É interessante quantas vezes durante o dia falamos “ e ai “por acaso lembrei que tinha isso pra fazer” ou “por acaso estava precisando de fulano e encontrei com ele”  “por acaso resolvi voltar em casa para pegar uma coisa e lembrei de outra” .É bem verdade que estes “acasos” salvam a gente em muitas situações cotidianas. Entrei neste assunto, pois na semana passada, como já me aconteceu algumas vezes, em meu horário de almoço resolvi deixar pronto um delicioso prato mineiro para o jantar, costelinha com quiabo. Até ai tudo bem, nada diferente, preparei o prato que permanecia encorpando no fogão e dando a hora do retorno ao trabalho,  fui ao fogão e possivelmente desliguei o fogo e sai , isto as 15 hr .Retornei a minha casa as 18:20 e minha surpresa foi um cheiro muito forte já na garagem, do que os vizinhos nomearam de “cheiro de porco sapecado”, e no momento que senti o cheiro já pensei :

– É lá em casa!Subi as escadas correndo, e ainda bem que moro no primeiro andar, quando abri a porta realmente era lá em casa , um cheiro muito forte, não desliguei a panela somente abaixei o fogo, a comida já estava em carvão e o fogo ainda ligado. Desliguei a panela que POR ACASO estava tampada o que permitiu que não saísse fumaça por todo o prédio, também POR ACASO deste dia não usei a panela de alumínio que é fina e sim uma de teflon resistente e que não derreteu e não pegou fogo. Então será que devo agradecer ao Acaso por não ter ocorrido nada de pior comigo e com os demais moradores do prédio, já que são doze apartamentos que poderiam ser prejudicados com um possível incêndio. Como Cristã Espírita o meu primeiro pensamento foi agradecer a Deus, pois creio que sua providencia me ajudou nesta situação e em tantas outras em minha vida, como quando tombei a moto e pouco antes de montar nela resolvi vestir a capa de chuva e a bota de borracha, pois começara a pingar chuva que nem continuou , quando a moto tombou comigo e prensou meu pé no chão foi a bota que aparentemente calcei a toa , já que nem havia mais chuva , que me protegeu de corte profundo no pé .

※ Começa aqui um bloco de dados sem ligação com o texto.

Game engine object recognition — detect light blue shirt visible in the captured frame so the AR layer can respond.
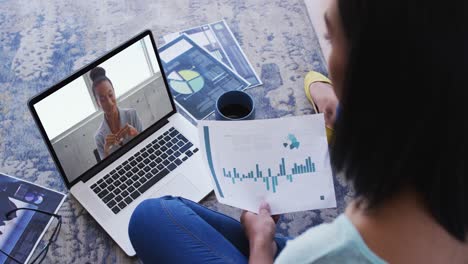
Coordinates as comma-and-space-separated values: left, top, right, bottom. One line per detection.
94, 108, 143, 159
275, 214, 386, 264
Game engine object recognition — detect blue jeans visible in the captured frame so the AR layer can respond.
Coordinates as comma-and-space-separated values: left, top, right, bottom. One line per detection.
128, 196, 286, 264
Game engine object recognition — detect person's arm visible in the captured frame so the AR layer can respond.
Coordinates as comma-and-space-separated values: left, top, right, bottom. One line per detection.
133, 109, 143, 133
241, 203, 277, 264
94, 134, 105, 160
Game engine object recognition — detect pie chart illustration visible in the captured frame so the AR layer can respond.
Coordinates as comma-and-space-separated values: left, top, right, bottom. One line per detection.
167, 70, 205, 95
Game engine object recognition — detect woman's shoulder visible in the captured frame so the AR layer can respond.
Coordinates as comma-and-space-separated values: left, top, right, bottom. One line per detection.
276, 214, 385, 263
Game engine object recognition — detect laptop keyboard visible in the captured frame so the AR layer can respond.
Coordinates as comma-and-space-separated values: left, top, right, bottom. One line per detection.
91, 127, 198, 214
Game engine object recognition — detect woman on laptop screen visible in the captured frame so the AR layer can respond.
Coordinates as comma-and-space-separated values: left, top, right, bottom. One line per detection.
89, 67, 143, 159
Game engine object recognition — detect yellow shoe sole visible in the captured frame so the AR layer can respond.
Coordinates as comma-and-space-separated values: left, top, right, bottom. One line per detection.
304, 71, 333, 142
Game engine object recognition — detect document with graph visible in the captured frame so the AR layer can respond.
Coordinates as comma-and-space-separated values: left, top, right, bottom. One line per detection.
159, 34, 250, 121
198, 114, 336, 214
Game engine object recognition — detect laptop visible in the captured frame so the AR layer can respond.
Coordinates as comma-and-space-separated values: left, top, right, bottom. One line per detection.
28, 30, 212, 256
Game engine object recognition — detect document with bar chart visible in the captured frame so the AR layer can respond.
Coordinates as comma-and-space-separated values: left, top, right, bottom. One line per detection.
198, 114, 336, 214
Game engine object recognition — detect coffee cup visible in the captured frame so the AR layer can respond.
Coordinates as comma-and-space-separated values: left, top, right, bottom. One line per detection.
215, 91, 255, 121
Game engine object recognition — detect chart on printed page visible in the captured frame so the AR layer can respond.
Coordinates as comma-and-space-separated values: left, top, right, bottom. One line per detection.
199, 115, 336, 213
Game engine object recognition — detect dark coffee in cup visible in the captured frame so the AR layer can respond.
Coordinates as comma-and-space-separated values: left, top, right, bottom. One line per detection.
219, 104, 252, 119
215, 91, 255, 120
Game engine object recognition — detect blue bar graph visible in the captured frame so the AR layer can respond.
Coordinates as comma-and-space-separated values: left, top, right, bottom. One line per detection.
223, 157, 316, 193
203, 126, 316, 198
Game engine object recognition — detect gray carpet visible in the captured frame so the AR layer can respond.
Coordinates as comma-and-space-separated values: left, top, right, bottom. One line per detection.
0, 0, 351, 263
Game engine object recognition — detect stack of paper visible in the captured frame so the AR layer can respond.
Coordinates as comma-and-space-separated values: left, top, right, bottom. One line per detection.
159, 20, 262, 120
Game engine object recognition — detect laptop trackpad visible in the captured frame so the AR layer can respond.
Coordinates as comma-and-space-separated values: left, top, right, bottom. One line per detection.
151, 174, 200, 199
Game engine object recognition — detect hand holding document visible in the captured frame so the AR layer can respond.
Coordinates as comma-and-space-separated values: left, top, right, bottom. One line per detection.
198, 114, 336, 214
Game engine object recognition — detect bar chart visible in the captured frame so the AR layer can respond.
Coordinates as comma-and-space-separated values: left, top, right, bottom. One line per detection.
198, 115, 336, 214
223, 157, 316, 193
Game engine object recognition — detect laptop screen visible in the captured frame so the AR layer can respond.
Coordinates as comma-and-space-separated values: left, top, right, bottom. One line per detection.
30, 34, 173, 185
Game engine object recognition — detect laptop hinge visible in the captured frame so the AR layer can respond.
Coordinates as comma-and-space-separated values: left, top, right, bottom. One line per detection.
80, 118, 169, 182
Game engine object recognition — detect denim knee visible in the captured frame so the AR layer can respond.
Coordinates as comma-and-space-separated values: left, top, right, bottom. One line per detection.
128, 195, 177, 240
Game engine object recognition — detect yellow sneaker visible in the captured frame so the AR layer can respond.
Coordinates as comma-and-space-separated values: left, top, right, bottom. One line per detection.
304, 71, 333, 142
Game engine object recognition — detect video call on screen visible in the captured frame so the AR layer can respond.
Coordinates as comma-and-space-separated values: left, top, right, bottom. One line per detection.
34, 36, 172, 182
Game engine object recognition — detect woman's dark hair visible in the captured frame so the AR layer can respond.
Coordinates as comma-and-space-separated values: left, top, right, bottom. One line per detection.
331, 0, 468, 241
89, 67, 114, 101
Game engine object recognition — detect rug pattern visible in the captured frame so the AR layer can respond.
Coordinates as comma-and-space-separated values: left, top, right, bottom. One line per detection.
0, 0, 352, 263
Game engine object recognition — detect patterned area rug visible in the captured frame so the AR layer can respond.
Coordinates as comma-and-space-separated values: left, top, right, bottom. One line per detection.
0, 0, 351, 263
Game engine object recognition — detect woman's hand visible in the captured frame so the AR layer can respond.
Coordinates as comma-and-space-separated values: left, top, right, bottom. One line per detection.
241, 203, 277, 263
104, 134, 119, 157
117, 123, 138, 139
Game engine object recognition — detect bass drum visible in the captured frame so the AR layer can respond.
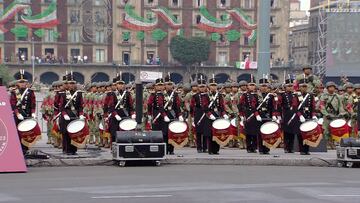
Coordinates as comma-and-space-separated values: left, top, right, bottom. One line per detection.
300, 121, 323, 147
66, 119, 90, 148
329, 119, 349, 142
17, 118, 41, 147
260, 121, 282, 149
211, 118, 233, 147
119, 119, 137, 131
168, 121, 189, 149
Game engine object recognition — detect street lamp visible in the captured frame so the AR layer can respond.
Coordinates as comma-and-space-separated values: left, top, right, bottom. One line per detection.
31, 37, 35, 83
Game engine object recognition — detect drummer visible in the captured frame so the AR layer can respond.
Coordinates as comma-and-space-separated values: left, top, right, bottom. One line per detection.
59, 72, 85, 155
294, 79, 318, 155
190, 76, 211, 153
107, 73, 135, 142
257, 77, 278, 154
162, 74, 184, 155
278, 78, 300, 153
204, 76, 226, 154
10, 70, 36, 155
320, 81, 346, 149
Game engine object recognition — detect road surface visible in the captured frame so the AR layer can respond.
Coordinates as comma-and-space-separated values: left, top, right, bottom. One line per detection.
0, 165, 360, 203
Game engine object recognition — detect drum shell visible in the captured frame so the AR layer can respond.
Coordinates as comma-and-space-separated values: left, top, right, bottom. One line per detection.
119, 118, 137, 131
211, 119, 231, 135
300, 121, 322, 140
260, 121, 281, 140
329, 120, 349, 137
168, 121, 189, 139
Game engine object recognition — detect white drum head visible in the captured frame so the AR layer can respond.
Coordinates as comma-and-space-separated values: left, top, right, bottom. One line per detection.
169, 121, 187, 134
18, 119, 37, 132
318, 118, 324, 125
230, 118, 236, 127
330, 119, 346, 128
119, 119, 137, 131
260, 121, 279, 135
99, 123, 104, 130
212, 119, 231, 130
300, 121, 318, 132
67, 120, 85, 133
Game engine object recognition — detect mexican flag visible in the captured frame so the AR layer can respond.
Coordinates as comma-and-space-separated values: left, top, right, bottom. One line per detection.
21, 1, 59, 28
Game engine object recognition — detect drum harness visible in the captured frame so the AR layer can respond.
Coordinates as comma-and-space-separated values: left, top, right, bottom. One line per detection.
16, 88, 29, 116
325, 94, 340, 115
115, 90, 129, 117
287, 93, 310, 125
246, 93, 271, 121
196, 88, 223, 125
153, 88, 177, 123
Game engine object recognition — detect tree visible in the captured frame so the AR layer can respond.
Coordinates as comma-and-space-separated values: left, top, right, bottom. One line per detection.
0, 64, 14, 84
170, 36, 210, 66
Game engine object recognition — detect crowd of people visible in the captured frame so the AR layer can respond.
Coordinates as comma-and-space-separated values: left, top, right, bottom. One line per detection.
9, 66, 360, 155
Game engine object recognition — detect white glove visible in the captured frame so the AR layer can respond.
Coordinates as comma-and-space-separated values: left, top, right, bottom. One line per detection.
17, 114, 24, 121
299, 115, 305, 123
64, 115, 70, 121
256, 115, 262, 122
115, 115, 121, 121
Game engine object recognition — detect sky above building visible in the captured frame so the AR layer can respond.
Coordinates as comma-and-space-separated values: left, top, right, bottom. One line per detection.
300, 0, 310, 11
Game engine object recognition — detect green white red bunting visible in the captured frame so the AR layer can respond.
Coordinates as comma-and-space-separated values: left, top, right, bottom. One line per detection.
0, 0, 58, 34
152, 7, 182, 29
21, 1, 59, 28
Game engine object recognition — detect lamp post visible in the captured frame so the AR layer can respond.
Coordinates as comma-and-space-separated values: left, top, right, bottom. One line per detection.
31, 37, 35, 83
257, 0, 271, 78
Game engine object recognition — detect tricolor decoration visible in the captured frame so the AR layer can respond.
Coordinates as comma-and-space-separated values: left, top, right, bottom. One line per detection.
197, 6, 233, 33
152, 6, 183, 29
227, 8, 257, 30
21, 1, 59, 28
122, 4, 158, 31
0, 1, 29, 34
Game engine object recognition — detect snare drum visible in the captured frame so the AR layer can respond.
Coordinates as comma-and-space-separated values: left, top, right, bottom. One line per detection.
317, 118, 324, 133
119, 118, 137, 131
211, 118, 233, 147
17, 118, 41, 147
260, 121, 281, 149
300, 121, 323, 147
329, 119, 349, 142
230, 118, 238, 137
66, 119, 89, 148
168, 121, 189, 149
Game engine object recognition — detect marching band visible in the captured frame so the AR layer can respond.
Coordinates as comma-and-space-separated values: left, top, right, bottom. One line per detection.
9, 66, 360, 155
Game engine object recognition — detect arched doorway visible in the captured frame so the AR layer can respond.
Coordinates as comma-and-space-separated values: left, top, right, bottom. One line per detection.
14, 71, 32, 82
122, 73, 135, 83
91, 72, 109, 82
215, 73, 229, 83
40, 72, 59, 85
191, 73, 207, 82
170, 73, 183, 84
237, 73, 256, 82
73, 72, 85, 84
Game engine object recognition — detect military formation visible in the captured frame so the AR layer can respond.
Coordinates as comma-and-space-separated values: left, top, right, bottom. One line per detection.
9, 66, 360, 155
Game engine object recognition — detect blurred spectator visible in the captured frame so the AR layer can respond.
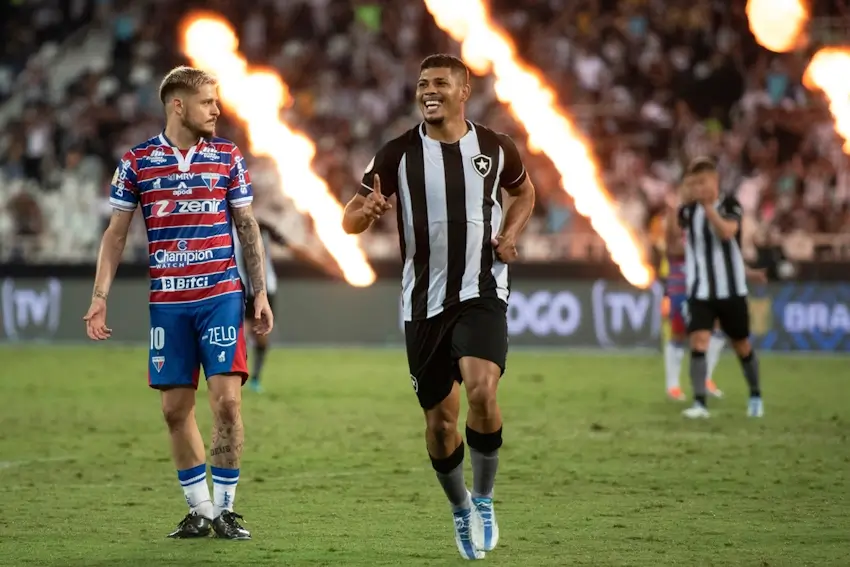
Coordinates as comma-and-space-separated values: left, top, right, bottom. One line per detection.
0, 0, 850, 261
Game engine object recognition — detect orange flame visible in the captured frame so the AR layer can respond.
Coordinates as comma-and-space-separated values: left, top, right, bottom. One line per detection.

Com a Doutrina Espírita aprendi que o acaso não existe. Uma vez que Deus em sua perfeição nos proporciona através do seu amor um Protetor, ao qual muitas vezes nomeamos de Anjo guardião, e que através de intuições em nosso pensamento, ou influenciando pessoas a nossa volta tenta nos ajudar constantemente, é o que chamamos de Providência Divina agindo sempre ao nosso favor. Deus providenciando, através de suas leis, formas para que sejamos ajudados constantemente em nossa caminhada evolutiva. Tenhamos a certeza, sozinhos não somos nada…

 

Agradeço a Deus por todo bem que tem acontecido em minha vida e todo mau que deixou de acontecer, peço inspiração para continuar tentando ser uma pessoa melhor, afinal este deve ser o nosso propósito não é mesmo?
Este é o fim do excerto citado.